ストレスに耐えきれない人が昔より多くなっている

こういったストレス状況は学校でも会社でも起こりうることで、避けては通れない。

遠山高史『シン・サラリーマンの心療内科 心が折れた人はどう立ち直るか「コロナうつ」と闘う精神科医の現場報告』(プレジデント社)
遠山高史『シン・サラリーマンの心療内科 心が折れた人はどう立ち直るか「コロナうつ」と闘う精神科医の現場報告』(プレジデント社)

ただ、私のような戦後のどさくさの中で群れて育ったオールドボーイには、その多くが辛抱すれば何とかなりそうなのに、耐えきれない人が昔より多くなっているように思えてならない。

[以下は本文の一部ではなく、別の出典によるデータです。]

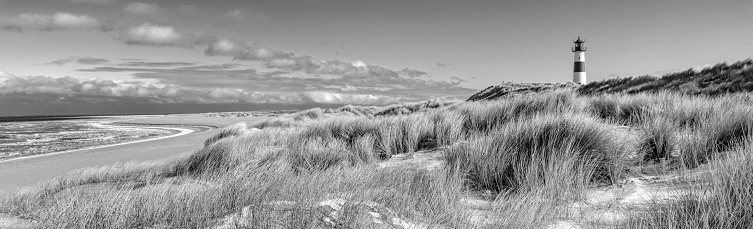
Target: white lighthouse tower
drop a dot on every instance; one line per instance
(579, 71)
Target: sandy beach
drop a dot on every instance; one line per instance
(194, 129)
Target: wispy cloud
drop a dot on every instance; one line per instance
(141, 8)
(79, 60)
(170, 93)
(98, 2)
(60, 21)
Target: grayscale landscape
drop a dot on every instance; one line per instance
(376, 114)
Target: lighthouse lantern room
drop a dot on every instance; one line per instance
(579, 71)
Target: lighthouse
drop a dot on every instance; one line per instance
(579, 71)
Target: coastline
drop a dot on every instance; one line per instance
(182, 131)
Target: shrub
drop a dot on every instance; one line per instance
(519, 154)
(658, 140)
(233, 130)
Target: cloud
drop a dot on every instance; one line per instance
(240, 51)
(156, 64)
(98, 2)
(348, 88)
(376, 80)
(149, 34)
(60, 21)
(142, 8)
(170, 93)
(79, 60)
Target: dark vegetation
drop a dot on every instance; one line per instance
(719, 79)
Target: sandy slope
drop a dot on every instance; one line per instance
(33, 170)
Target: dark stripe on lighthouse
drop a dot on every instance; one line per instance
(580, 66)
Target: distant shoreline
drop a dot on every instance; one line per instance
(182, 131)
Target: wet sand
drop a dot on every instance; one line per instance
(33, 170)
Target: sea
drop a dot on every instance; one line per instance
(36, 136)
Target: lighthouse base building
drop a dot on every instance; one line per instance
(579, 70)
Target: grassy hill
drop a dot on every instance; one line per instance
(554, 159)
(719, 79)
(511, 89)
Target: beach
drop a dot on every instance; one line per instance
(193, 130)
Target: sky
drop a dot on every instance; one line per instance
(123, 56)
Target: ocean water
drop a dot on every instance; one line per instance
(26, 138)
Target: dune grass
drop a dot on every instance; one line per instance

トノサマバッタには小ぶりで茶色いものと、大柄で優美な緑色のものがいる。

違う種と思われていたがDNA上は変わらず、育った環境によって違いが生じるのである。餌の少ないところで群れて育つと小ぶりだが高く遠くまで飛翔できる茶色いバッタとなる。

餌が豊富で群れずに育つと、大柄で美しく優美な緑のバッタとなるが飛翔力は弱く、高く飛べない。

さて、私もこれまで人並みにさまざまなストレスと戦ってきた。

中学時代のクラスには、時に教師の胸倉まで掴み、番長風を吹かすやくざの息子、知的障害のある子の背中にバカと絵の具で描きつける情性を欠く子供、貧しい生徒を不潔なごみ扱いする神経質な女の子、その他の無関心派も含めて総勢60人いた。

教師は60人もの子供を一人で統治できるわけがないと諦めていたか、子供のほうを見ず、黒板のほうだけ向いて授業していた。

なぜか私という学級委員は番長の暴走を抑止するため筋トレに励み、いじめっ子の牽制のためいじめられっ子の横に座るなどして苦心していたものである。

大人になって30年も中間管理職をやり、似たようなことは多々あったが何とかやってこられた。

私が心理的飛翔力の強い「茶色のバッタ」だったからだろう。飛翔とは逃げることではない。

自分の立ち位置を能動的に変え、新しい局面を作り出すことである。そうした飛翔力を培う機能を日本社会は失っていやしないか。